O Farense acabou por descer de divisão. Não conseguiu somar pontos contra os rivais diretos na luta pela manutenção, mas duas vitórias na reta final, em casa contra o Famalicão e fora contra o Vitória SC, deram nova esperança ao conjunto de Faro. A derrota contra o Santa Clara confirmou a descida da equipa de São Luís ao segundo escalão do futebol português. O mercado de janeiro foi a última cartada para tentar salvar a época, com a chegada de jogadores sonantes como Rony Lopes, Tomás Ribeiro e Yusupha Njie.

@zerozero

Por fim, o Boavista terminou a época em último lugar, de forma triste. Desde o início que se sabia que ia ser difícil, pois não trouxeram, por impedimento da FIFA, reforços no mercado de verão e a constante troca de treinadores não ajudou. A maioria dos jogadores do plantel não tinha qualidade para a Primeira Liga. Em janeiro, surgiu uma luz de esperança: Fary Faye conseguiu levantar os FIFA Transfer Bans e, com a venda de Bruno Onyemachi, o presidente trouxe nove jogadores livres no mercado, entre eles nomes como Marco van Ginkel, Tomáš Vaclík e Kurzawa. Tal como o Farense, foi uma tentativa tardia para salvar a temporada, mas agiram demasiado tarde. Se tivessem podido se reforçar no verão, o desfecho poderiamuito bem ter sido diferente.

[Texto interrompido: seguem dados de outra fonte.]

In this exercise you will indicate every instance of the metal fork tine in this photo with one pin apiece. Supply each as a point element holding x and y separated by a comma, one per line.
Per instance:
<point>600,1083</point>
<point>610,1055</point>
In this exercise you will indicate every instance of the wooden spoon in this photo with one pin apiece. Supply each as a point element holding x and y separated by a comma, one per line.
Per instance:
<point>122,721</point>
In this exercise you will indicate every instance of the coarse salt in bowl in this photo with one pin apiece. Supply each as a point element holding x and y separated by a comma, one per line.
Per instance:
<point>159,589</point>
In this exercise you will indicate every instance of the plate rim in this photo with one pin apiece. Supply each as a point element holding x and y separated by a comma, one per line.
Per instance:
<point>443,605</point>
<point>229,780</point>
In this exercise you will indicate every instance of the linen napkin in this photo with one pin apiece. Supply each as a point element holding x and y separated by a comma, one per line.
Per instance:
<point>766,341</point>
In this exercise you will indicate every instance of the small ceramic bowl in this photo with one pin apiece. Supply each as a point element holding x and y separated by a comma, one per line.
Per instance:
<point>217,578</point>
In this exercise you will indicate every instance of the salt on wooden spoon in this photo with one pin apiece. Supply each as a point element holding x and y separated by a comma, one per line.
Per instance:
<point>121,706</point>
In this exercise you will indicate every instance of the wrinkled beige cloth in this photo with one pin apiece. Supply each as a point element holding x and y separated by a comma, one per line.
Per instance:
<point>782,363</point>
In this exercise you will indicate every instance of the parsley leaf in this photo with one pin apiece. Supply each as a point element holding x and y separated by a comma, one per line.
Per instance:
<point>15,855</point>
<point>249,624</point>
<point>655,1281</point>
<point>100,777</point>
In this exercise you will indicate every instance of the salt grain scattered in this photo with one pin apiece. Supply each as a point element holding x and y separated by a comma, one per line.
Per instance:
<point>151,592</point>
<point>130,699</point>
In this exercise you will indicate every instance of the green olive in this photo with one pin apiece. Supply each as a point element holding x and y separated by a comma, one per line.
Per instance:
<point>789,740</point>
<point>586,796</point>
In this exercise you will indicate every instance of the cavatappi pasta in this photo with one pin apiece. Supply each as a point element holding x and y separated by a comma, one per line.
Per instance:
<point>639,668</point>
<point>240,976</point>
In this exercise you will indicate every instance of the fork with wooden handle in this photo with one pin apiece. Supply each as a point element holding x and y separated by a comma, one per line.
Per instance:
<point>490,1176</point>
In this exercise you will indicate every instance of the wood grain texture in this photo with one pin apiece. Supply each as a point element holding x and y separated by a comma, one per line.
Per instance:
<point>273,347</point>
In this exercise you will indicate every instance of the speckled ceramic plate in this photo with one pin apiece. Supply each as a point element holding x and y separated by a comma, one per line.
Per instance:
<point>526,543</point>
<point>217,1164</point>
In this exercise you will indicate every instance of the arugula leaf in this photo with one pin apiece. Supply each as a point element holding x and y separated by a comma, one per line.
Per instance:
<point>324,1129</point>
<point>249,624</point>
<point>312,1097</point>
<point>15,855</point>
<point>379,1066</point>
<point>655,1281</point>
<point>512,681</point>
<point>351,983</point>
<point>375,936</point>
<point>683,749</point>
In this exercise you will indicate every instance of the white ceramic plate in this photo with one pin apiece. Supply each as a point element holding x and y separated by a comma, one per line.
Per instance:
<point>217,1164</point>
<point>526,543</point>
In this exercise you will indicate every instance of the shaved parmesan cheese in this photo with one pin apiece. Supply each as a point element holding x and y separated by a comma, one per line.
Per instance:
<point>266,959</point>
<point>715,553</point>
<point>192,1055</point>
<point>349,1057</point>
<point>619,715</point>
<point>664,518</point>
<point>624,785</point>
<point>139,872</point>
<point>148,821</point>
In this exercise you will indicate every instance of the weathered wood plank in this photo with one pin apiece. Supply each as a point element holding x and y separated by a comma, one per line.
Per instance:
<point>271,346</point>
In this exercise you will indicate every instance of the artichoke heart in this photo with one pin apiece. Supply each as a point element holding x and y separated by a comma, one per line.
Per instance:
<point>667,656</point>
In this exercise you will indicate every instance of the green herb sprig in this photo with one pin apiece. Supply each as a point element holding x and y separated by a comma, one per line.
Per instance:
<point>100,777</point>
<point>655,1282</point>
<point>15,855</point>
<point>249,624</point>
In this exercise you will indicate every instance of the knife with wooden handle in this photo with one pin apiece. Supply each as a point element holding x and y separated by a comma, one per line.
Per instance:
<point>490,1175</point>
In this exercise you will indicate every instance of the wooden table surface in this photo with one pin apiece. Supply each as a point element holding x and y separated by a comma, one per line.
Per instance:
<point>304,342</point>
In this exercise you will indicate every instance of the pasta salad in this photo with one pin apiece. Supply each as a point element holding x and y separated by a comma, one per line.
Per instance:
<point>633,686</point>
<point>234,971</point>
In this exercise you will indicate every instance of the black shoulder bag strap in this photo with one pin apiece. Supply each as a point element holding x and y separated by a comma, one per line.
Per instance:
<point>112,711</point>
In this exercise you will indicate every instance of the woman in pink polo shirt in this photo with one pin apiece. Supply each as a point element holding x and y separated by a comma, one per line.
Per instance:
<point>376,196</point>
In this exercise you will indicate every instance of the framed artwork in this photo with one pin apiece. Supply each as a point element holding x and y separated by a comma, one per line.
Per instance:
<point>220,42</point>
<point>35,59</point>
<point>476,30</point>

Chega, assim, ao fim mais uma temporada do campeonato português, e esta edição vai deixar saudades. Houve emoção e decisões até ao último dia. Espero que a próxima época seja tão ou mais interessante do que esta, com novos protagonistas confirmados: CD Tondela e Alverca, com o Vizela à espreita por um lugar na Liga Portugal Betclic 2025/2026.